Misalnya, menanyakan kepada seseorang tentang sesuatu yang tidak penting dan tidak berhubungan dengan diri sendiri. Sebab, di samping telah menyia-nyiakan waktu, dan perbuatan itu menyeret temanmu untuk menyianyikan waktunya.
"Begitu pula jika sesuatu yang engkau tanyakan tidak mendatangkan bahaya. Padahal tanpa engkau sadari dibalik pertanyaan itu banyak terdapat bahaya," katanya.
Misalnya, pertanyaanmu apakah engkau sedang berpuasa? "Mungkin saja temanmu akan menjawabnya karena ia memang senang berpuasa. Tanpa engkau sadari engkau telah memamerkan amal ibadahnya. Kemudian secara samar, Riya pun telah memasuki ke hatinya.

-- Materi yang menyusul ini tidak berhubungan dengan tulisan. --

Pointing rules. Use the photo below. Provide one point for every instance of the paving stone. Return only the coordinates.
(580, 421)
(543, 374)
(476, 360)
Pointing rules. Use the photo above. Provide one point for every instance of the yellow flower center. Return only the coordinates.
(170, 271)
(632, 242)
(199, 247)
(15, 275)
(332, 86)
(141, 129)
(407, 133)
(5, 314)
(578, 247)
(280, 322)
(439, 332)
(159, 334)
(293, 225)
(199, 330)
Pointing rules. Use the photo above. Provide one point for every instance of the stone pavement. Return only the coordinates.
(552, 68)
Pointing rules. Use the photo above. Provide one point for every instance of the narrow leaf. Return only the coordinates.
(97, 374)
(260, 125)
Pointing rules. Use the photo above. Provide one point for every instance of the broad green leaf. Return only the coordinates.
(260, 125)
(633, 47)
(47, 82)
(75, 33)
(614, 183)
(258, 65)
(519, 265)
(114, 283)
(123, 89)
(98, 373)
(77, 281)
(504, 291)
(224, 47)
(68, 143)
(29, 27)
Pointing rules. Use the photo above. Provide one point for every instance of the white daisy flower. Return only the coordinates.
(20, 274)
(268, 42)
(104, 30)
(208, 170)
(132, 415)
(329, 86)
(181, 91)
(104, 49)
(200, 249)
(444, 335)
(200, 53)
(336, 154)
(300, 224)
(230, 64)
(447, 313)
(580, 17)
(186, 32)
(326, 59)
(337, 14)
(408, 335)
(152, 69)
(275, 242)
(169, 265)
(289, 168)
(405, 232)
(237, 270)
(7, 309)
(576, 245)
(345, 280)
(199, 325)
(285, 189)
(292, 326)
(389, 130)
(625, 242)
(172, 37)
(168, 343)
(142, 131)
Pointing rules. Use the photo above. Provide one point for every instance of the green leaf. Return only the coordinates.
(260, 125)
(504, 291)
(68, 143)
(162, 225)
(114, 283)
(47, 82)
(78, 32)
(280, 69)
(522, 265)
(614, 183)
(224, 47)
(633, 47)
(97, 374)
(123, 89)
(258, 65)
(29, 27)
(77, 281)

"Maka ibadahnya menjadi gugur dari catatan ibadah rahasia. Padahal, ibadah rahasia itu yang tidak diketahui orang itu lebih utama beberapa derajat dibandingkan dengan ibadah yang terbuka," katanya.

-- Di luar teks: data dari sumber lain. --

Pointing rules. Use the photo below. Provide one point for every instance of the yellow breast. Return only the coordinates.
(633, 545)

Jika temanmu menjawab tidak maka jelas dia telah berdusta, meskipun hal itu dilakukan untuk merahasiakan amal ibadahnya. Jika temanmu diam saja tidak menjawab pertanyaanmu, maka ia akan engkau anggap telah meremehkan dirimu.
"Dengan begitu engkau akan sakit hati," katanya.

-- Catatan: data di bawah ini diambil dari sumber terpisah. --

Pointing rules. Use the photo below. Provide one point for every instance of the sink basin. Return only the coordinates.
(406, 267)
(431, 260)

Jika ia berupaya untuk menolak jawaban, maka ia harus memaksakan diri akan sesuatu yang menyulitkan dirinya. Dengan pertanyaan itu engkau telah membebani dirinya dengan bahaya Riya, dusta, penghinaan, atau kesulitan dalam menolak.
Begitu juga dengan pertanyaan-pertanyaan mengenai ibadah lainnya, pertanyaan tentang perbuatan maksiat atau tentang setiap perbuatan yang disembunyikan, karena ia merasa malu jika diketahui orang lain. Atau menanyakan tentang apa yang telah ia katakan kepada orang lain.
Perkataan yang tidak penting lainnya sering dilakukan adalah, ketika berpapasan dengan seorang di tengah jalan, kemudian engkau menyapanya dengan pertanyaan dari mana?
Sikap seperti ini terkadang membuat orang yang disapa terasa berat untuk menjelaskannya. Karena ia merasa risih atau malu. Jika ia sampai berdusta ia telah terperosok ke lembah kedustaan,
"Sedangkan engkau sebagai penyebabnya maka dari itu kurangi suatu hal yang tidak ada gunanya," katanya.